Mark Goodacre has posted a link on his blog to an interesting review on the PBS Religion and Ethics Newsweekly site by Allen Dwight Callahan called “The Real Paul.” It’s an interesting read, with much of it poking holes in the flawed anti-imperialist picture of Paul offered by Crossan and Borg. One especially noteworthy section caught my eye, a section that deals with the image an honest reader of Paul often sees:

John J. Kilgallen, professor of New Testament at the Pontifical Biblical Institute in Rome, begins his America magazine essay, “A Complicated Apostle,” by admitting that “when one reads or hears what Paul wrote, one often meets a personality that can seem unpleasant or even antagonizing … appearing pompous, cantankerous, superior, harsh.” Experts agree: Paul can be a difficult fellow. He exhorts love for enemies, yet is not above wishing aloud that his enemies would castrate themselves (Galatians 5:12). He calls his addressees stupid (Galatians 3:1).

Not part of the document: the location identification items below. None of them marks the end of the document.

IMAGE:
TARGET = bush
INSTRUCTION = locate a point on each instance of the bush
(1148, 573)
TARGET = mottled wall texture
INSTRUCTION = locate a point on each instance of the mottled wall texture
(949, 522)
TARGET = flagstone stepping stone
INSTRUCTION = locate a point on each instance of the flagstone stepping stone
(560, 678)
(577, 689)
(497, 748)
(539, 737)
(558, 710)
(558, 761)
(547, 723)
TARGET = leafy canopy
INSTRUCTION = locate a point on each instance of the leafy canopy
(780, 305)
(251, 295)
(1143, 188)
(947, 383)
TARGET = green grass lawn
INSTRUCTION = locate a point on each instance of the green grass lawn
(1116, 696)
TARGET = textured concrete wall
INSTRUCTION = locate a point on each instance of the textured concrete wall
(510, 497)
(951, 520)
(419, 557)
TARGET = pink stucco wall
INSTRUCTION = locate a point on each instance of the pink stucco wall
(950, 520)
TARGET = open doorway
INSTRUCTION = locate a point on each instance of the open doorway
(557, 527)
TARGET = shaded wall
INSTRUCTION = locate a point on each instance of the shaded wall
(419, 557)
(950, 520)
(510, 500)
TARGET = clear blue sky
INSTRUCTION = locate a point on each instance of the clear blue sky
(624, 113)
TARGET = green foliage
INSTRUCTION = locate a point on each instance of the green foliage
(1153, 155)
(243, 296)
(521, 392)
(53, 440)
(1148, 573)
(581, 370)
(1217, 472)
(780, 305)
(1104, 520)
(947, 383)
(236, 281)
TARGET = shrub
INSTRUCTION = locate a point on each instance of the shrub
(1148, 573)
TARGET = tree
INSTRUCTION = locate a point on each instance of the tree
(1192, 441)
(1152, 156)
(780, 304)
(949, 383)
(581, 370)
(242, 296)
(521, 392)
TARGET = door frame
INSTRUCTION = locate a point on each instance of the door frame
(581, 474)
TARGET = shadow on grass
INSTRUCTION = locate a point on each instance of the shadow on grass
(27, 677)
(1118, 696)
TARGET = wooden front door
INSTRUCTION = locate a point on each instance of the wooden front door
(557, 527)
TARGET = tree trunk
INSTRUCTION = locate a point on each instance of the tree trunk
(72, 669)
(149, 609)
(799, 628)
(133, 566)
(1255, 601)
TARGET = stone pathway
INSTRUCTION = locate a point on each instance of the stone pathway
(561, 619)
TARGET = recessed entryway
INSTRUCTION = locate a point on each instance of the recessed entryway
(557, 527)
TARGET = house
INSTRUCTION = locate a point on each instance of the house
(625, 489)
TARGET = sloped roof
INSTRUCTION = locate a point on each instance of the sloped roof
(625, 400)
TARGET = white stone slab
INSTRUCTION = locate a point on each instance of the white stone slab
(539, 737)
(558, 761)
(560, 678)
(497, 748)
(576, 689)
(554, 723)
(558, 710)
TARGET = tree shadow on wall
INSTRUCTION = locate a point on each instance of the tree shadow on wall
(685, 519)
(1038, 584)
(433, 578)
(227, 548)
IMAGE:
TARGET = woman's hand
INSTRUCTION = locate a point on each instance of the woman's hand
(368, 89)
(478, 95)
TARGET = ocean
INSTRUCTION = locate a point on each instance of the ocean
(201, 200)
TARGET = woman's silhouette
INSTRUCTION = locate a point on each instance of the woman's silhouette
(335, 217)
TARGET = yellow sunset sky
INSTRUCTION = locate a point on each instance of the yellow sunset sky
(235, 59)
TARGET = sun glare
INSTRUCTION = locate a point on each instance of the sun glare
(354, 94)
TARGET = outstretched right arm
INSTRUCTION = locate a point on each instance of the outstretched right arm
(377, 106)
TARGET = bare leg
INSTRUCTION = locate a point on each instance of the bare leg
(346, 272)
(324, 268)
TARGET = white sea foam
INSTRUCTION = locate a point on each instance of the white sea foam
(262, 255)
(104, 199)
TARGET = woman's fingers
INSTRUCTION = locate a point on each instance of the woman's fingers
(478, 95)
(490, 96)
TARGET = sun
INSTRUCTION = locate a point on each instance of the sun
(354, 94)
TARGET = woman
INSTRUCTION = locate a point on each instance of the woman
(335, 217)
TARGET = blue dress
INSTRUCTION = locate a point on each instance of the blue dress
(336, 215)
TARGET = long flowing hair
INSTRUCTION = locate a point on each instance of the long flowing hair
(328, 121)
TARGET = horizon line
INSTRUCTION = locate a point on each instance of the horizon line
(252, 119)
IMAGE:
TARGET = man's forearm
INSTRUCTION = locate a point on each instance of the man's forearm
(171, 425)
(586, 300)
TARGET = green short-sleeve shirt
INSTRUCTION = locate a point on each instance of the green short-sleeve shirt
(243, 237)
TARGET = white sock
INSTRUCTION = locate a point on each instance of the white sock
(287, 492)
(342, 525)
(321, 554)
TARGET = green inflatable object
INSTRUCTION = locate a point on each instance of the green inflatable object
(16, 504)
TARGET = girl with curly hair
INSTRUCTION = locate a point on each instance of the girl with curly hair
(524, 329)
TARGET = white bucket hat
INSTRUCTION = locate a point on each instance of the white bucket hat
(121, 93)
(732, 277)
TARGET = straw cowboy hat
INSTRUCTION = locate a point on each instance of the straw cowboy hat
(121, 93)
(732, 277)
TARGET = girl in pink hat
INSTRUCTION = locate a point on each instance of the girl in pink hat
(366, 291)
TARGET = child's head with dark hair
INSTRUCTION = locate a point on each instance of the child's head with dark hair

Due to their built-in veneration for Paul (and all things apostolic and ancient), many Christians don’t read Paul as though he were an actual person (after all, if the Bible is “God’s Word,” it’s not the writing of a real-life human being) and tend to overlook how these letters would come across if they were being written by a contemporary. Those who do pay attention to the bigger picture and read carefully often come to the conclusions above; I had a friend in college who admitted she struggled reading Paul’s letters because “he’s so arrogant.”

I am convinced that a majority of modern Christians (most of whom venerate Paul) would surely detest the man and reject him as unpleasant, arrogant, and a “poor witness,” were he alive today. For that matter, I wonder how many modern Christians would actually be able to tolerate five minutes with the historical Jesus, who doesn’t come across as the nicest, most polite chap, either (when my Intro to New Testament students—many of them Christians—had to read the Gospel of Mark straight through as though they’d never previously read it and then reflect on their impressions, they nearly universally concluded, with some surprise, “Jesus is a jerk!”). This disconnect between our sanitized and civilized impressions of the leading figures of early Christianity and the actual portrayals of them in the New Testament is worth some reflection for modern Christians, and provides an excellent opportunity for scholars, whose job it is to demonstrate the historical realities at the origins of Christianity.